Не увидят тебя больше мои глазыньки,

Убьют тебя германцы проклятые…

Шуркина мать подняла с колен вожжи и ударила ими Лютика. Телега заскакала, задребезжала по камням.

Но еще долго преследовал Шурку вой толстой старухи и доносилось ее причитание:

Знать, на роду тебе так написано,

Если бы все дома сидели,

Пришли бы супостаты поганые,

Всех нас перебили, перерезали…

На станции отец суетился, часто выбегал на платформу покурить и посмотреть, не идет ли поезд.

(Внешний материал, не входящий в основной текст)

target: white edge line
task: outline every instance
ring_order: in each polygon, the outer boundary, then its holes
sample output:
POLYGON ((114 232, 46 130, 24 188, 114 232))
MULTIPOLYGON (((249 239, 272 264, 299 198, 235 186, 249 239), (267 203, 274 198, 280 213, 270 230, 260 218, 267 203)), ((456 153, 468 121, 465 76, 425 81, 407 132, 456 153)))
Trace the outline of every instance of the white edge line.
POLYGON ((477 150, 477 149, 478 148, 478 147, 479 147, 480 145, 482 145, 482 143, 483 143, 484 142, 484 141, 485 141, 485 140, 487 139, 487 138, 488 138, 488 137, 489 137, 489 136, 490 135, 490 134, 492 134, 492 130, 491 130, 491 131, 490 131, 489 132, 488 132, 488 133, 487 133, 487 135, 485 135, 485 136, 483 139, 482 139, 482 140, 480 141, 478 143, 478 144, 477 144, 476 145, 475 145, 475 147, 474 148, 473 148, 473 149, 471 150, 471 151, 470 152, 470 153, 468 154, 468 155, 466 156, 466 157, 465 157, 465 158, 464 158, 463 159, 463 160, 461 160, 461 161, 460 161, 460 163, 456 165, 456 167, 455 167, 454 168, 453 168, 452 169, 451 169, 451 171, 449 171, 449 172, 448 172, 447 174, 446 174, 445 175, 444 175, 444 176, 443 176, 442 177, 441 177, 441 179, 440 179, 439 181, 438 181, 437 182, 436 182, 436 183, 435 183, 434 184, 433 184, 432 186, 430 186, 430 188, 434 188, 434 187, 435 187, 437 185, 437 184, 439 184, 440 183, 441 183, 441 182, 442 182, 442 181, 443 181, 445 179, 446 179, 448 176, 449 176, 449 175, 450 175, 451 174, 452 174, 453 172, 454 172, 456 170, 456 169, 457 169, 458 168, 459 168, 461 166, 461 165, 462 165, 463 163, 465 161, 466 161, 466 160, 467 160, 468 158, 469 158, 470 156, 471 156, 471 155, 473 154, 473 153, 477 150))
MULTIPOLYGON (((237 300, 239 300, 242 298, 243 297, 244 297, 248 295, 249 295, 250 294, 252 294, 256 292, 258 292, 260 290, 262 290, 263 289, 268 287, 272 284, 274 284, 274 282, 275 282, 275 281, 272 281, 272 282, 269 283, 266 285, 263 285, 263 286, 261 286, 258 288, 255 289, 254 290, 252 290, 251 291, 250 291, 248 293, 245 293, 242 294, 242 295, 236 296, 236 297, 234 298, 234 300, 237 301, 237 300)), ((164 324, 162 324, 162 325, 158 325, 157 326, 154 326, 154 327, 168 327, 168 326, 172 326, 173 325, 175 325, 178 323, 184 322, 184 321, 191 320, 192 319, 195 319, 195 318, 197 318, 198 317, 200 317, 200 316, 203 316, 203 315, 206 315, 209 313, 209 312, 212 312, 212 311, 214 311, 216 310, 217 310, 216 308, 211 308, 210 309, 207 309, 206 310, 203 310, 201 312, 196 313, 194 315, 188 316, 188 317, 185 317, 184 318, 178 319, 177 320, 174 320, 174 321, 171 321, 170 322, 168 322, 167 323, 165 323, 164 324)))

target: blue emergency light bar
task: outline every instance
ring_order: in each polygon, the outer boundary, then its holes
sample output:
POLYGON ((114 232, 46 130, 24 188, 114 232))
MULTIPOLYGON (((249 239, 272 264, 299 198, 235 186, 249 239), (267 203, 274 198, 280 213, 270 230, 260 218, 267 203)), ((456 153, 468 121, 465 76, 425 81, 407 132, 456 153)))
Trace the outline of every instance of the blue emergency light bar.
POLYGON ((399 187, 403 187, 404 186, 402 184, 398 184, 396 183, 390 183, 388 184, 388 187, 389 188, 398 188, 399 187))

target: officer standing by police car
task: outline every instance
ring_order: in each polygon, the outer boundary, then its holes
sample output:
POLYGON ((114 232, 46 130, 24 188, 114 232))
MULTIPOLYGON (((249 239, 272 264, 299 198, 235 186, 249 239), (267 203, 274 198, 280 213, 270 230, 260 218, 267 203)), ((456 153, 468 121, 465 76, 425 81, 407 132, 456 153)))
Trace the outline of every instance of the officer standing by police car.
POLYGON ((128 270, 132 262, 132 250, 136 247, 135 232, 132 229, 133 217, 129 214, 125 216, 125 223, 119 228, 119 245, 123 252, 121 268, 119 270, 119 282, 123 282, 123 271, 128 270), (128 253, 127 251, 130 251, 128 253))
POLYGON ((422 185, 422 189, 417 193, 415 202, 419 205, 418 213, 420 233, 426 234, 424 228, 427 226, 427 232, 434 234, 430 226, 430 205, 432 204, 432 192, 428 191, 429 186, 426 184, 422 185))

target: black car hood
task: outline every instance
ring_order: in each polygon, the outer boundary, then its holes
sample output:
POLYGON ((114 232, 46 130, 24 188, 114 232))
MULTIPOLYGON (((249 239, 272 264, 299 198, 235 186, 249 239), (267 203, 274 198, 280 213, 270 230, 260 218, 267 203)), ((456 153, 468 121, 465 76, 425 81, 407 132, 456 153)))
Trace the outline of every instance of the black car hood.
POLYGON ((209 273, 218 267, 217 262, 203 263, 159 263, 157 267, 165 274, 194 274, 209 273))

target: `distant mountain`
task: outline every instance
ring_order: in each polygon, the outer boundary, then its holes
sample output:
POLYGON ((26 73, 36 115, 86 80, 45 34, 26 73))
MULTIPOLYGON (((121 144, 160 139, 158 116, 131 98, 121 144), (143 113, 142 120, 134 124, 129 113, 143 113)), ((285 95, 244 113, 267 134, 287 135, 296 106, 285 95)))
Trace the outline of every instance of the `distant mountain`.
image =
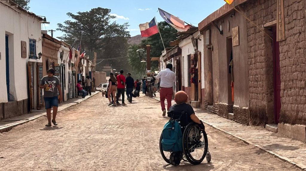
POLYGON ((128 43, 131 45, 139 44, 141 40, 147 39, 147 37, 141 37, 140 35, 137 35, 133 37, 131 37, 128 40, 128 43))

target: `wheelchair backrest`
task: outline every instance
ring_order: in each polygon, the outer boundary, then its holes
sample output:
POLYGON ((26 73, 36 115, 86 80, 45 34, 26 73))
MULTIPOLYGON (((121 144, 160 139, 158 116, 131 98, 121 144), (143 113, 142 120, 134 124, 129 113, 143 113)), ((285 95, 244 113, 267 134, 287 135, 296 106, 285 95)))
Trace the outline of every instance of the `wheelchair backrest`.
POLYGON ((181 127, 186 126, 189 122, 189 117, 185 111, 175 112, 170 110, 168 111, 167 114, 168 117, 170 117, 170 121, 177 121, 181 127))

Возвращаясь, он который раз принимался перевязывать мешок с сухарями, как‑то виновато избегая встречаться глазами с матерью, снова повторял, что надо делать по дому, и, оборвав себя на полуслове, опять поспешно уходил на платформу. Казалось, отец переменился за дорогу, насмотревшись на веселого курносого солдатика. Ему будто не терпелось поскорей сесть в вагон и уехать на войну. Шурке же теперь положительно не хотелось, чтобы отец это делал.

Подошел поезд, закричали и заголосили на платформе бабы, поднялась толкотня. Отец долго, неловко просовывал руки в лямки, поправлял мешок за спиной. Потом он торопливо приложился трижды к материной побелевшей щеке, растерянно бормоча: «Ну, бог даст… бог даст…», наклонился к Шурке и, целуя, пощекотал ему усами подбородок.

Мать тихо, страшно охнула.

— Тятя, не уезжай! — закричал и заплакал Шурка, вцепившись обеими руками в батькин пиджак.

Отец, не слушая, освободил пиджак и, не глядя на Шурку и на мать, решительно побежал к вагонам…

Больше Шурка ничего не видел. Мать взяла его на руки и отнесла в телегу.

Опомнился он за станцией, на коленях матери. Правя одной рукой вожжами, мать другой рукой гладила его по спине.

— Вот и нету нашего тятьки… — медленно сказала мать, и слезы затрясли ее. Она прижалась к Шурке. — Как жить будем, Санька?

Он хотел опять заплакать, но сдержался. Что‑то горячее, приятное, слаще слез, охватило его. Первый раз, как он помнит себя, мать искала у него поддержки, участия, разговаривала с ним, как с большим. Голова ее в сбившемся пыльном платке, с закрученной узлом на затылке русой косой и выехавшей гребенкой с поломанными зубьями лежала на его плече, и ему вовсе не было тяжело.

Он поправил гребенку в материных волосах, слез с колен и высморкался.

— Не плачь, мамка, — сказал он, — тятьку не убьют… Он всех германцев перестреляет из пушки и вернется домой. А покудова… я буду за тятьку. Ладно?

Мать подняла мокрое, живое лицо и улыбнулась сквозь слезы.

— Один ты у меня остался… мужик в дому.

— Я и один управлюсь. Вот увидишь.

— В школу нонче пойдешь…

— Так ведь не на целый день. В школу сбегаю, вернусь, немножко поем и зачну пахать, молотить… Я умею… — Шурка запнулся, помолчал. — Ну, не умею, так научусь… А курить не буду. И водку пить не буду. Эге?.. Ну‑ка, пусти!

Шурка отнял у матери вожжи и намотал их себе на ладошки.

— Но–о, пошел! Я тебе побалую… смотри у меня! — погрозил он концом вожжей мерину.

Лютик почувствовал твердую руку нового хозяина, махнул хвостом и послушно побежал рысцой.